Background: The Severe Community-Acquired Pneumonia (SCAP) score (see accompanying table) was developed to predict clinically relevant outcomes in community-acquired pneumonia (CAP). Currently used scores such as the pneumonia severity index (PSI) and the British Thoracic Society's CURB-65 are useful for predicting pneumonia-related mortality; however, their ability to predict other clinically relevant outcomes is unknown. For instance, several studies have reported that the PSI and CURB-65 suboptimally predict the need for intensive care unit (ICU) admission. Yandiola and colleagues attempted to validate the SCAP score and to compare it to the PSI and CURB-65.
Table. Severe Community-Acquired Pneumonia (SCAP) Scoring
Severe Community-Acquired Pneumonia (SCAP) Scoring
pH < 7.30
Systolic blood pressure < 90 mm Hg
Urea > 30 mg per dL (10.71 mmol per L)
Respiratory rate > 30 beats per minute
Multilobar bilateral pneumonia on radiography
PaO2 < 54 mm Hg, or PaO2/FiO2 < 250 mm Hg
Age ≥ 80 years
1 or more major criteria or 2 or more minor criteria = severe community-acquired pneumonia; patient should be monitored closely (e.g., in an intensive care setting).

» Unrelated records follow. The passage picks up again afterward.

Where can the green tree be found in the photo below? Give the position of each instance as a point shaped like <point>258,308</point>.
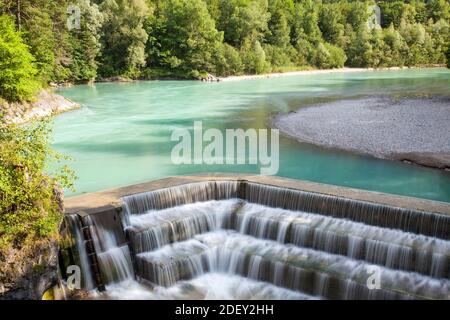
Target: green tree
<point>16,64</point>
<point>242,20</point>
<point>85,43</point>
<point>183,37</point>
<point>254,57</point>
<point>123,37</point>
<point>30,208</point>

FiO2 = fraction of inspired oxygen; PaO2 = partial pressure of arterial oxygen.
The Study: The authors prospectively evaluated the three scoring systems using internal and external validation groups that included 1,860 consecutive adults hospitalized with CAP. Patients were excluded if they were chronically immunosuppressed, positive for human immunodeficiency virus infection, required recent hospitalization, or were nursing home residents. Scoring systems were evaluated for their ability to predict four adverse outcomes: ICU admission, need for mechanical ventilation, progression to severe sepsis, and treatment failure. Risk classes for PSI, CURB-65, and SCAP were assigned based on the original authors' designations.
Results: Adverse outcomes occurred in 39 percent of both validation groups and were more common in the higher-risk categories of all three scoring systems in the external validation group. Mortality rates were equivalent after adjusting for terminal conditions and age.
Being classified as high-risk according to SCAP more accurately predicted adverse outcomes than did the other scoring systems. These patients were more likely to require ICU admission (odds ratio [OR] = 9.05 for SCAP, versus 3.07 for PSI and 2.63 for CURB-65), develop severe sepsis (OR = 15.13, 6.88, and 4.16, respectively), and require mechanical ventilation (OR = 12.26, 5.63, and 2.78, respectively). All three systems were relatively inaccurate in predicting treatment failure (OR = 2.41, 1.82, and 1.32, respectively).
Conclusion: The SCAP score was as accurate or better than the PSI or CURB-65 scores in predicting adverse outcomes beyond mortality in patients hospitalized with CAP. This could be useful for identifying higher-risk patients who should be monitored more closely.
Yandiola PP, et al. Prospective comparison of severity scores for predicting clinically relevant outcomes for patients hospitalized with community-acquired pneumonia. Chest. June 2009;135(6):1572–1579.